OLEH:
Berdasarkan info dari KPAI, Dalam kurun waktu tiga tahun terakhir bisa
dikatakan menjadi tahun yang sangat memprihatinkan bagi anak Indonesia. KPAI
atau Komisi Perlindungan Anak Indonesia menemukan ratusan kasus kekerasan
seksual terhadap anak yang diduga dilakukan oleh orang terdekat anak. Jasra Putra
selaku Komisioner KPAI mengungkapkan bahwa terdapat data yang menunjukan
bahwa terdapat 218 kasus kekerasan seksual anak pada tahun 2015, 120 kasus
kekerasan seksual pada anak di tahun 2016, dan pada tahun 2017, terdapat 116
kasus. Dari data tersebut KPAI menyatakan bahwa pelaku kekerasan seksual pada
anak ialah orang terdekat seperti orangtua korban/ayah tiri dan kandung, keluarga
terdekat dan teman korban.Dalam kasus kekerasan seksual yang marak terjadi,
anak menjadi kelompok yang sangat rentan terhadap kekerasan seksual karena
anak selalu diposisikan sebagai sosok yang lemah dan tidak berdaya.

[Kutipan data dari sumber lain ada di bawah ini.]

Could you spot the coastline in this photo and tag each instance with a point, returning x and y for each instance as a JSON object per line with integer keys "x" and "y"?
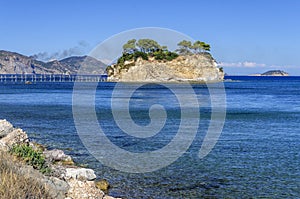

Hampir dari setiap kasus yang diungkap, pelakunya adalah orang yang dekat
korban. Tak sedikit pula pelakunya adalah orang yang memiliki dominasi atas
korban, seperti orang tua dan guru. Tidak ada satupun karakteristik khusus atau tipe
kepribadian yang dapat diidentifikasi dari seorang pelaku kekerasan seksual terhadap
anak. Dengan kata lain, siapa pun dapat menjadi pelaku kekerasan seksual terhadap
anak atau pedofilia. Kemampuan pelaku menguasai korban, baik dengan tipu daya
maupun ancaman dan kekerasan, menyebabkan kejahatan ini sulit dihindari. Dari
seluruh kasus kekerasan seksual pada anak baru terungkap setelah peristiwa itu
terjadi, dan tak sedikit yang berdampak fatal. Secara umum pengertian kekerasan
seksual pada anak adalah keterlibatan seorang anak dalam segala bentuk aktivitas
seksual yang terjadi sebelum anak mencapai batasan umur tertentu yang ditetapkan
oleh hukum negara yang bersangkutan dimana orang dewasa atau anak lain yang
usianya lebih tua atau orang yang dianggap memiliki pengetahuan lebih dari anak
memanfaatkannya untuk kesenangan seksual atau aktivitas seksual (CASAT
Programme, Child Development Institute; Boyscouts of America; Komnas PA).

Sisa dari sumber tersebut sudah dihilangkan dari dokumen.